Prime-Rational Frequency Synthesis Method and Frequency Synthesizers

Frequency synthesizers are an essential element to modern navigation and communications systems, as they provide the means to align and synchronize distributed transmitters and receivers with high signal purity. The degree of synchronization and signal purity is directly proportional to the quality of service offered by optical data networks and wireless communications. When the quality of service is compromised, the economic return of the transmission infrastructure cannot be optimized. Frequency misalignment is directly proportional to positional accuracy determined by a remote navigation system. Inaccuracy in position limits the usefulness of a navigation system and usually incurs higher costs and complexity through the compensation of frequency alignment error in dynamic environments, e.g., GPS acqusition. Secure communications systems that incorporate frequency hopping and PN-code encryption require both accurate and fast (agile) frequency synthesizers. The agility and accuracy of a frequency hopping system directly improves its robustness to jamming, spoofing, and interception. Previous technologies required undesirable trade-offs among four esstential aspects: Range--the magnitude of frequency change derived from the signal reference. Resolution--the accuracy to which the synthesized frequency can be aligned to the desired channel Agility--the spped required for the synthesizer to change from one frequency to the next Spectral Purity -- the fidelity of the output frequency in both noise and unwanted spurious tones.

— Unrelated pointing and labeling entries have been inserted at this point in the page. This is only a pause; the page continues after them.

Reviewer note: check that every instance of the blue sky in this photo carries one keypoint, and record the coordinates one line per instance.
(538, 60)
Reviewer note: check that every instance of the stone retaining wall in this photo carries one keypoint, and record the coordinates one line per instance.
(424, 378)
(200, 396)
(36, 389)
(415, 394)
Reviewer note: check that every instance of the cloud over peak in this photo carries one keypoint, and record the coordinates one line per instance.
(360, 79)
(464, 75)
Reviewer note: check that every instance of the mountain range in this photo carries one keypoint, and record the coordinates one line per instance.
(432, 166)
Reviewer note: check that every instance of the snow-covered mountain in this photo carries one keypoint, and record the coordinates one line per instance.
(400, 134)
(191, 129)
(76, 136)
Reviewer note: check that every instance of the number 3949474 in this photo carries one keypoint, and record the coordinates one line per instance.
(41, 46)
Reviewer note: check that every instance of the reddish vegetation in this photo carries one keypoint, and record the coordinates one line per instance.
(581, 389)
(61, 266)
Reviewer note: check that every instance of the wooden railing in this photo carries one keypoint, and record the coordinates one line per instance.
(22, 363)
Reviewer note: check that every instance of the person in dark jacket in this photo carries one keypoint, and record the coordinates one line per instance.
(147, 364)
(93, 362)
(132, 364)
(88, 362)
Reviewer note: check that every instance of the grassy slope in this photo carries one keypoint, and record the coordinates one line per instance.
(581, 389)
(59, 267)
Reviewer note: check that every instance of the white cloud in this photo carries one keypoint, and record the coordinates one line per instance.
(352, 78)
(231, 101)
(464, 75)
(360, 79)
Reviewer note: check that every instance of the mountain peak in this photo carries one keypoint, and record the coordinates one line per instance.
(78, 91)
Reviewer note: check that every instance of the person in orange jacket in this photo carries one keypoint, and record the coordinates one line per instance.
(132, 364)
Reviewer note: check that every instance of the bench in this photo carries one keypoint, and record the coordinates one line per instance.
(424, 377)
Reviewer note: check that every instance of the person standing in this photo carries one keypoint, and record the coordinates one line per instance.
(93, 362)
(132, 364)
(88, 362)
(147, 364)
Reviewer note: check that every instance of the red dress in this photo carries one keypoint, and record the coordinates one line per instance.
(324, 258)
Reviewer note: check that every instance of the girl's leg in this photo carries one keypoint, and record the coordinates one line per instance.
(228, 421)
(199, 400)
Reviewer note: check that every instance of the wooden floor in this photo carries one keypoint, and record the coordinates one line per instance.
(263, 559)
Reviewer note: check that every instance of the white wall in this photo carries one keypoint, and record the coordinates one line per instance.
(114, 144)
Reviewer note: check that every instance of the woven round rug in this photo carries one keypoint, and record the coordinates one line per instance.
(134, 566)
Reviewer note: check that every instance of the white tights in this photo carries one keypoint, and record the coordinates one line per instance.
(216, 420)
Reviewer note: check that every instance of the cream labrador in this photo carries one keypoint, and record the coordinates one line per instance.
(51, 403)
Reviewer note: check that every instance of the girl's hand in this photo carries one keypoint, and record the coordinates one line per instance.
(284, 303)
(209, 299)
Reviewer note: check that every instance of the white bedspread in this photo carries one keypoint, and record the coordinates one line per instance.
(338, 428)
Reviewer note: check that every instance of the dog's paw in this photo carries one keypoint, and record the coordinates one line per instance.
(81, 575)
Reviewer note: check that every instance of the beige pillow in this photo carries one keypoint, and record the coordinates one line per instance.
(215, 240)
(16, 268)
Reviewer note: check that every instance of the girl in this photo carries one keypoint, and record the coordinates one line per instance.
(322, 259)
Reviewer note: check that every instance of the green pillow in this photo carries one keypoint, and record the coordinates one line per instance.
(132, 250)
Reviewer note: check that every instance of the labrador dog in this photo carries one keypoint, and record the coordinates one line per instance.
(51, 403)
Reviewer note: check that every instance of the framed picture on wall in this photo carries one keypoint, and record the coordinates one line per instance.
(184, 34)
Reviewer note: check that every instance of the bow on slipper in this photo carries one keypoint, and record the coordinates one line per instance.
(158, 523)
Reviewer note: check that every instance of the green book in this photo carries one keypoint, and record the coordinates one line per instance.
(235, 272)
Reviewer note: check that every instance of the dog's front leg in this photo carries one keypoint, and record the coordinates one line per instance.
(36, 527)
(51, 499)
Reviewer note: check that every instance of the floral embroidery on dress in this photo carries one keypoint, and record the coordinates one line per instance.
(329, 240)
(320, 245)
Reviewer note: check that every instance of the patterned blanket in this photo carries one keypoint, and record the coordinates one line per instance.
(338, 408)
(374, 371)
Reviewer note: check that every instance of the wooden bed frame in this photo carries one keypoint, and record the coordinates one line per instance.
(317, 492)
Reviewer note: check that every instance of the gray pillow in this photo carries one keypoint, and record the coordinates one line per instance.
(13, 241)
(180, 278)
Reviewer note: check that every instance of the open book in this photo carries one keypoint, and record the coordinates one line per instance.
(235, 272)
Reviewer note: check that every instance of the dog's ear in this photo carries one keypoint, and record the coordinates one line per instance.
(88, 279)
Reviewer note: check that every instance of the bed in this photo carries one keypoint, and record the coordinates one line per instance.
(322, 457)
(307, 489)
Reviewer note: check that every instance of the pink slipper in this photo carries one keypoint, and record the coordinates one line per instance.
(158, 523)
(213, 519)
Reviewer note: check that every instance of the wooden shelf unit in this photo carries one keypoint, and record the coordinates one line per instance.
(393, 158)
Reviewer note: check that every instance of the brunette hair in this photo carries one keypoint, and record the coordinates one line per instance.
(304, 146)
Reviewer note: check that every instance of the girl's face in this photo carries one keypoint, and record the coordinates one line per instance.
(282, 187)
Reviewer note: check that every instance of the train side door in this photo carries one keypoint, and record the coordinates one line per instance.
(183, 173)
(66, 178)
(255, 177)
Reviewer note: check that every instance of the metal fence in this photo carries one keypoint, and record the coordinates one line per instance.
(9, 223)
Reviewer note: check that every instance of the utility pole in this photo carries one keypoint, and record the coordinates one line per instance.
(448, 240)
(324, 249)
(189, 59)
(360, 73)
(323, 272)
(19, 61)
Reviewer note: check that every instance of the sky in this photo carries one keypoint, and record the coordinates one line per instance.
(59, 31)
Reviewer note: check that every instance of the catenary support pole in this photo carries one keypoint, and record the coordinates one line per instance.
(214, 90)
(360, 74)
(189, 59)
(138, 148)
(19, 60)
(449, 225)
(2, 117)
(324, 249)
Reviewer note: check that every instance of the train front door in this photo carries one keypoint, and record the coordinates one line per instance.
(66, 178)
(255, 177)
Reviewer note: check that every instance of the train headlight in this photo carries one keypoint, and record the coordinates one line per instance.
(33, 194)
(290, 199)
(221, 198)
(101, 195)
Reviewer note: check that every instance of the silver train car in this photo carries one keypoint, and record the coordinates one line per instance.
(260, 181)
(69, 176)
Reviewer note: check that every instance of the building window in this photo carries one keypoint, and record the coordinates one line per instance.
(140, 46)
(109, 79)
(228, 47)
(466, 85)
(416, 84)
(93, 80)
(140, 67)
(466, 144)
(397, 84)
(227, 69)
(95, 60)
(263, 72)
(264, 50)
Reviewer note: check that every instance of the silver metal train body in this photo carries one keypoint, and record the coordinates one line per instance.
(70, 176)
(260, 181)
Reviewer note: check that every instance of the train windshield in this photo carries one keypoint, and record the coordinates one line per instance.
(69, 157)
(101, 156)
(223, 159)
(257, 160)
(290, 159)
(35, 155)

Using the JHU/APL approach to DFS alleviates these compromises in performance for frequency synthesizer design without taxing system complexity or resources. APL has demonstrated this potential benefit through ultrastable signal source research. DFS offers a significant advantage to frequency synthesizer architecture designes because the output frequency step can be made very small without large "divide by N" prescallers or small PLL reference frequencies. The resulting phase-comparator loop bandwidth frequencies used in DFS are easily filtered (spectral purity) and allow fast frequency change (agility). DFS distributes the frequency resolution among the constituent PLLs and allows for high flexibility in the choice of output frequency step (resolution) and frequency range. Typical DFS structures offer ratios of range over resolution of 4 to 5 orders of magnitude with using only three to four individual PLLs. These individual PLLs can be created from any common selection of commercially available integrated circuits, making DFS architecture conductive to microminiature structures including RF MEMS technology. An exemplary DFS architecture using only four COTS PLLs could operate on a 10 MHz reference signal and provide consecutive frequency step resolution of 100 µHz with a selectable range of at least ±10 kHz. The spectral purity of the synthesizer RF output would maintain spurious signal content below -100 dBc in a range of 1 kHz to 1 MHz from the carrier with no degradation in the spectral purity of the 10 MHz reference at frequency offsets less than 10 Hz.